Former Los Angeles Laker great Kareem Abdul-Jabbar, who has known Bryant since he was a boy, said Bryant was an athlete and leader who inspired generations of young athletes.
"He was one of the first ones to leave high school and come to the NBA and do so well, dominating the game and becoming one of the best scorers that the Los Angeles Lakers has ever seen," Abdul-Jabbar said in a video posted online.
Rest in peace, young man, Abdul-Jabbar said. "This loss, it's just hard to comprehend."
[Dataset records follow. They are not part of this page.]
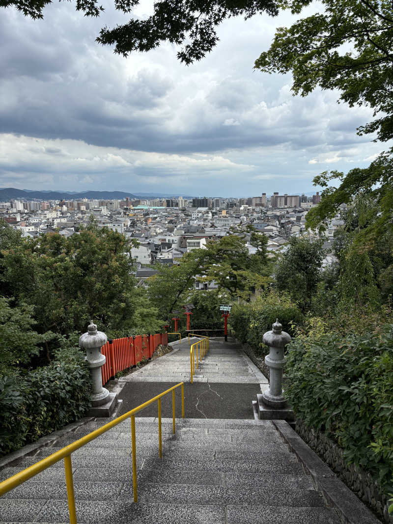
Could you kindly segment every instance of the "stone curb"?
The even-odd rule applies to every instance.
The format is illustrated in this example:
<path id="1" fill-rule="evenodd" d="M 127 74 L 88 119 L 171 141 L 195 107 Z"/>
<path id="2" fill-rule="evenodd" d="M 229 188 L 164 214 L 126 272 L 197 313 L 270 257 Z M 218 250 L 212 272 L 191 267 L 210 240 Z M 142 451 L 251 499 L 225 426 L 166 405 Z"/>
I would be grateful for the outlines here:
<path id="1" fill-rule="evenodd" d="M 52 444 L 55 440 L 57 440 L 61 436 L 63 436 L 68 433 L 70 433 L 81 426 L 84 425 L 88 422 L 95 420 L 95 417 L 84 417 L 75 422 L 71 422 L 71 424 L 67 424 L 64 428 L 62 428 L 61 429 L 53 431 L 46 436 L 41 437 L 38 440 L 36 440 L 35 442 L 28 444 L 26 446 L 24 446 L 23 447 L 21 447 L 20 450 L 17 450 L 16 451 L 13 451 L 12 453 L 9 453 L 5 456 L 2 457 L 0 458 L 0 468 L 5 467 L 10 462 L 13 462 L 17 458 L 21 458 L 26 455 L 31 454 L 35 451 L 37 451 L 40 447 L 43 447 L 45 446 Z"/>
<path id="2" fill-rule="evenodd" d="M 337 511 L 344 524 L 381 524 L 368 508 L 344 484 L 285 420 L 272 420 L 289 450 L 311 475 L 316 489 Z"/>
<path id="3" fill-rule="evenodd" d="M 247 353 L 245 353 L 244 350 L 239 350 L 239 353 L 242 355 L 242 356 L 244 358 L 244 359 L 247 362 L 247 364 L 249 368 L 253 372 L 254 374 L 255 375 L 256 377 L 259 381 L 259 384 L 268 384 L 269 381 L 267 378 L 265 376 L 264 374 L 260 370 L 260 369 L 258 367 L 252 360 L 250 358 Z"/>

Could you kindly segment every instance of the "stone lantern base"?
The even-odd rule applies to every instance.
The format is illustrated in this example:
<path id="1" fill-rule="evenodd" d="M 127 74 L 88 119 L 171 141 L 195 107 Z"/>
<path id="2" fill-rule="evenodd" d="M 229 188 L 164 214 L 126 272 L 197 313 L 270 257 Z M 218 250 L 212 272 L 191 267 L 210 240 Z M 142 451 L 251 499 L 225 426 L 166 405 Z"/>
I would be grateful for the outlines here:
<path id="1" fill-rule="evenodd" d="M 112 417 L 115 410 L 118 407 L 118 404 L 122 401 L 117 400 L 116 393 L 110 393 L 107 389 L 107 395 L 105 399 L 105 403 L 94 405 L 92 401 L 92 407 L 89 409 L 86 417 Z"/>
<path id="2" fill-rule="evenodd" d="M 294 429 L 295 417 L 292 409 L 287 404 L 281 408 L 268 406 L 265 401 L 265 392 L 258 394 L 257 400 L 253 401 L 254 418 L 257 420 L 286 420 Z"/>

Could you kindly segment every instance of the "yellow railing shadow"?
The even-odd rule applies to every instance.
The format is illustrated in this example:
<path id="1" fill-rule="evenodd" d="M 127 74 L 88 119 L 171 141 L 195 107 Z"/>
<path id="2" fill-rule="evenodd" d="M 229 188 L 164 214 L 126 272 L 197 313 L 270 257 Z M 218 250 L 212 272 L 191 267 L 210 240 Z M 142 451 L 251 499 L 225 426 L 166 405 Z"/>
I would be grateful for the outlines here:
<path id="1" fill-rule="evenodd" d="M 58 462 L 64 459 L 64 468 L 66 470 L 66 483 L 67 488 L 67 498 L 68 500 L 68 509 L 70 514 L 70 524 L 77 524 L 77 514 L 75 508 L 75 496 L 74 494 L 74 483 L 72 477 L 72 466 L 71 460 L 71 454 L 79 448 L 82 447 L 88 442 L 96 439 L 103 433 L 108 431 L 110 429 L 114 428 L 115 425 L 119 424 L 120 422 L 129 418 L 131 421 L 131 445 L 132 448 L 132 461 L 133 461 L 133 487 L 134 489 L 134 501 L 138 501 L 138 486 L 137 484 L 137 471 L 136 471 L 136 446 L 135 438 L 135 413 L 138 413 L 144 408 L 147 407 L 150 404 L 157 401 L 158 404 L 158 449 L 159 455 L 161 458 L 162 457 L 162 437 L 161 434 L 161 399 L 166 395 L 172 391 L 172 426 L 173 434 L 175 433 L 175 401 L 174 401 L 174 390 L 179 386 L 181 387 L 181 416 L 184 418 L 184 383 L 180 382 L 176 386 L 172 386 L 166 391 L 160 393 L 157 396 L 148 400 L 147 402 L 141 404 L 130 411 L 127 411 L 124 414 L 117 417 L 114 420 L 108 422 L 101 428 L 92 431 L 89 434 L 82 436 L 81 439 L 76 440 L 72 444 L 70 444 L 65 447 L 56 451 L 49 456 L 43 458 L 39 462 L 30 466 L 23 471 L 13 475 L 9 478 L 0 482 L 0 496 L 4 495 L 16 487 L 20 484 L 23 484 L 28 481 L 32 477 L 35 476 L 38 473 L 46 470 L 47 468 L 52 465 L 56 462 Z"/>
<path id="2" fill-rule="evenodd" d="M 209 351 L 209 339 L 208 336 L 203 336 L 202 335 L 194 335 L 193 333 L 189 333 L 188 334 L 188 345 L 190 345 L 190 335 L 191 337 L 193 336 L 199 336 L 200 337 L 201 340 L 198 341 L 198 342 L 194 342 L 191 345 L 191 349 L 190 350 L 190 381 L 191 384 L 193 383 L 193 376 L 195 374 L 195 353 L 196 354 L 196 369 L 198 369 L 199 367 L 199 362 L 202 360 L 202 358 L 204 358 L 205 355 Z M 199 356 L 200 355 L 200 358 Z"/>

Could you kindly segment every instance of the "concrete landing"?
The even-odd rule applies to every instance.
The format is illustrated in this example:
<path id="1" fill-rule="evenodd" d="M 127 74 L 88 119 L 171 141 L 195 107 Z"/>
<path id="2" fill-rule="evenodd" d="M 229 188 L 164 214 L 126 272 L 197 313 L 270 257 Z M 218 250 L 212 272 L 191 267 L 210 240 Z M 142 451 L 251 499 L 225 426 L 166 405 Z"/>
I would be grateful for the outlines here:
<path id="1" fill-rule="evenodd" d="M 192 342 L 196 341 L 192 340 Z M 188 382 L 190 347 L 188 339 L 173 343 L 173 351 L 157 358 L 138 371 L 119 379 L 119 382 Z M 195 369 L 194 383 L 267 384 L 266 377 L 247 356 L 234 339 L 211 338 L 203 363 Z M 260 391 L 259 391 L 260 392 Z M 251 400 L 250 399 L 250 402 Z"/>

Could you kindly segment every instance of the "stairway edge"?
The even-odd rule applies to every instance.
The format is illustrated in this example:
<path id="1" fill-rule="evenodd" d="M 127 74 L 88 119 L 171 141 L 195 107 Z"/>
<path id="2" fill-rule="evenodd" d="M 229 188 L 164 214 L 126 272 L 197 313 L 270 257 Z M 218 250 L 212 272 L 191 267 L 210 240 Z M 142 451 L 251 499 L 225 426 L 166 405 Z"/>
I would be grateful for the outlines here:
<path id="1" fill-rule="evenodd" d="M 381 524 L 381 521 L 356 495 L 341 481 L 335 473 L 291 428 L 285 420 L 274 420 L 273 424 L 311 475 L 316 488 L 328 504 L 338 513 L 345 524 Z"/>

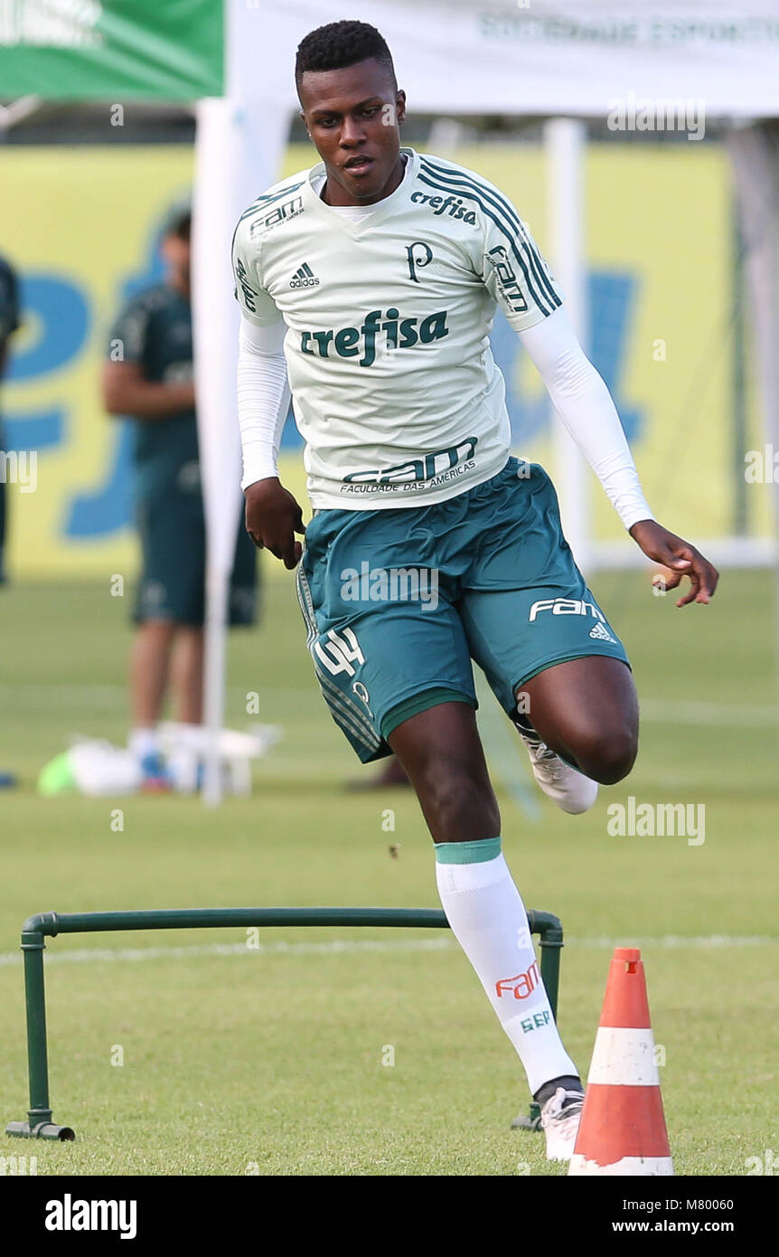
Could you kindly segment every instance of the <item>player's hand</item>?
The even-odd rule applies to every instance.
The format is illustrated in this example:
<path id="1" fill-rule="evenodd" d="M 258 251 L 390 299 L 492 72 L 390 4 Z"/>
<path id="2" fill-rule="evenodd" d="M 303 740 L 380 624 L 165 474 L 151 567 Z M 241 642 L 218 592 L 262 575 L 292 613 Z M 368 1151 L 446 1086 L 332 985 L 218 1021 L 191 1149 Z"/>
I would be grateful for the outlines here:
<path id="1" fill-rule="evenodd" d="M 269 549 L 284 567 L 298 564 L 303 546 L 295 533 L 304 533 L 303 512 L 291 493 L 276 476 L 255 480 L 244 490 L 246 499 L 246 532 L 258 549 Z"/>
<path id="2" fill-rule="evenodd" d="M 653 519 L 641 519 L 629 532 L 648 558 L 668 569 L 666 590 L 675 590 L 682 577 L 690 577 L 690 588 L 684 598 L 677 600 L 677 607 L 685 607 L 687 602 L 709 602 L 714 597 L 720 573 L 695 546 Z"/>

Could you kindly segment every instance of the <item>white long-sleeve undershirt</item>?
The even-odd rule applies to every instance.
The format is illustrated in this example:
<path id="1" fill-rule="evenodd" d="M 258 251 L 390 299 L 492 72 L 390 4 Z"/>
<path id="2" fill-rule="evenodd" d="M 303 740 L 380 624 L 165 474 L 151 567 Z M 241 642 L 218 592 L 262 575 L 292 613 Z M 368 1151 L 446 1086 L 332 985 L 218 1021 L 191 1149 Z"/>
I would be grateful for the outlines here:
<path id="1" fill-rule="evenodd" d="M 279 474 L 279 442 L 289 407 L 281 348 L 285 331 L 283 321 L 260 327 L 241 316 L 237 412 L 242 489 Z M 564 308 L 518 336 L 624 527 L 653 519 L 611 393 L 579 344 Z"/>

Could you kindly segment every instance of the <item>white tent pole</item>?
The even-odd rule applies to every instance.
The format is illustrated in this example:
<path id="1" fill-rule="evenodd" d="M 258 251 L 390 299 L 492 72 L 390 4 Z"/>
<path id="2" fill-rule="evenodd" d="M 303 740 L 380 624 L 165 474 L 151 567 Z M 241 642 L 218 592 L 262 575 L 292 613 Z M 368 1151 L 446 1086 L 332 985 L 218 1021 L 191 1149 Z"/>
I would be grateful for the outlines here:
<path id="1" fill-rule="evenodd" d="M 552 261 L 568 317 L 588 348 L 587 264 L 584 254 L 584 147 L 586 124 L 577 118 L 550 118 L 544 123 L 547 146 L 547 204 L 552 221 Z M 554 426 L 554 468 L 563 532 L 579 567 L 587 571 L 589 510 L 584 459 L 558 420 Z"/>
<path id="2" fill-rule="evenodd" d="M 236 215 L 236 127 L 229 101 L 201 101 L 195 145 L 193 346 L 200 468 L 206 513 L 204 802 L 221 802 L 219 734 L 224 725 L 226 615 L 240 512 L 240 453 L 235 410 L 235 302 L 229 248 Z"/>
On the court Sunday, the Atlanta Hawks held a moment of silence Sunday as a tribute to Bryant before their game against the Washington Wizards. Following the moment of silence, Hawks guard Trae Young started the game wearing a No. 8 jersey to honor Bryant, then switched back to his No. 11. On the opening possession, the Hawks took an 8-second backcourt violation and the Wizards followed by taking a 24-second shot clock violation.
Bryant wore both No. 8 and No. 24 in his NBA career.
When he learned of Bryant's death, retired NBA player Dwyane Wade tweeted: "Nooooooooooo God please No!"
Former NBA player Scottie Pippen tweeted: "I'm stunned. Words can't even come close to describing it. Just an incredibly sad and tragic day."
NBA icon Shaquille O'Neal tweeted: "There's no words to express the pain Im going through with this tragedy of loosing my neice Gigi & my brother..."
"Kobe was a legend on the court and just getting started in what would have been just as meaningful a second act. To lose Gianna is even more heartbreaking to us as parents," Obama tweeted.
Los Angeles Mayor Eric Garcetti called Bryant a "giant who inspired, amazed, and thrilled people everywhere with his incomparable skill on the court -- and awed us with his intellect and humility as a father, husband, creative genius, and ambassador for the game he loved.
"He will live forever in the heart of Los Angeles, and will be remembered through the ages as one of our greatest heroes."
President Donald Trump tweeted about Bryant's death, saying, "He loved his family so much, and had such strong passion for the future. The loss of his beautiful daughter, Gianna, makes this moment even more devastating...."
A love of helicopters
Ten years ago, GQ Magazine wrote about how Bryant regularly took his own helicopter to work:
"He takes a private helicopter from Orange County, where he lives with his wife and two children, to every home game. It's a nice dash of glitz, a touch of showbiz (but) Bryant says the helicopter is just another tool for maintaining his body. It's no different than his weights or his whirlpool tubs or his custom-made Nikes.
"Given his broken finger, his fragile knees, his sore back and achy feet, not to mention his chronic agita, Bryant can't sit in a car for two hours. The helicopter, therefore, ensures that he gets to Staples Center feeling fresh, that his body is warm and loose and fluid as mercury when he steps onto the court."
The chopper was adorned with his logo.